His chief concern, he said, was that the document be free of statements that "could easily be taken out of context and interpreted to mean that the federal government now believes that a causal relationship has been established" between EMFs and childhood cancer, "whereas it clearly hasn't. Correlations are in no sense the same as causal relationships."

The report, he said, "is perfectly fine, in that all it does is synthesize the results of a whole set of studies that are not of very high quality on the whole."

At the EPA, "We have, in response to {White House} concerns and criticisms, changed the report and executive summary not one whit," agency Administrator William K. Reilly said, "in order to respect the integrity of the process." However, he called the objections of Bromley and Mason "very fair" and "entirely consistent with their responsibilities."

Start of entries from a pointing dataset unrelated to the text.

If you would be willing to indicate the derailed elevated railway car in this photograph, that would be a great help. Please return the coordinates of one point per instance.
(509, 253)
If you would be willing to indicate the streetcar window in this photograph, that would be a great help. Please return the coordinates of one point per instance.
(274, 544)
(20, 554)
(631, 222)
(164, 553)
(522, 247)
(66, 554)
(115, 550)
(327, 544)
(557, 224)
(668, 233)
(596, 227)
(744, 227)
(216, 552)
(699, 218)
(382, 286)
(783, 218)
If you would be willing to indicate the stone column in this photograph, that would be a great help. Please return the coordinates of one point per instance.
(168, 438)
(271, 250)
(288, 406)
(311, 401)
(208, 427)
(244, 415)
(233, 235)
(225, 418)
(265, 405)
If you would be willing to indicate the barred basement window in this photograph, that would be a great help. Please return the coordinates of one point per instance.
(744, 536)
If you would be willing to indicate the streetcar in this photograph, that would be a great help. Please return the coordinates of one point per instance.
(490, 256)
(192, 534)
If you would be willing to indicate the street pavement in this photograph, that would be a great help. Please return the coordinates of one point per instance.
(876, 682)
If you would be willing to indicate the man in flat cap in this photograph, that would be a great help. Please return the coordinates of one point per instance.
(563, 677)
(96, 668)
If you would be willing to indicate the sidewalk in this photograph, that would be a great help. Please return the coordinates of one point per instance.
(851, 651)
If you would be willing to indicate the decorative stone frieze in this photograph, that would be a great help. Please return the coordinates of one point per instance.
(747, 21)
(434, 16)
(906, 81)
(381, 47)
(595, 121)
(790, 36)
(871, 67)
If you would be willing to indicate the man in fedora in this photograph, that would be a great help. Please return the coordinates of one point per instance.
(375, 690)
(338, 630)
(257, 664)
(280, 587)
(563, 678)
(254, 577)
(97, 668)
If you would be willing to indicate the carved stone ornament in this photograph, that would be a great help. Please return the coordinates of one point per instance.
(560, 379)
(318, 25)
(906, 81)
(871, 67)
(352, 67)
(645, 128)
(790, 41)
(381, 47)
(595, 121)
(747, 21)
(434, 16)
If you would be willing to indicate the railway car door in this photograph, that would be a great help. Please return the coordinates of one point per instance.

Reilly initiated the request for a second review panel, he said, because "EPA has very meager resources devoted to research on EMF" and because other federal agencies "have bigger budgets and as big a stake in the issue. The scope of the whole question suggested to me the need for interagency action with a larger deployment of forces appropriate to the importance of this question."

He did not object to the cover letter because "the research is very clear in stating it does not find a causal connection."

The next stage in the embattled report's progress will occur Jan. 14 when the EPA's Science Advisory Board reviewers convene for what promises to be a lively open meeting.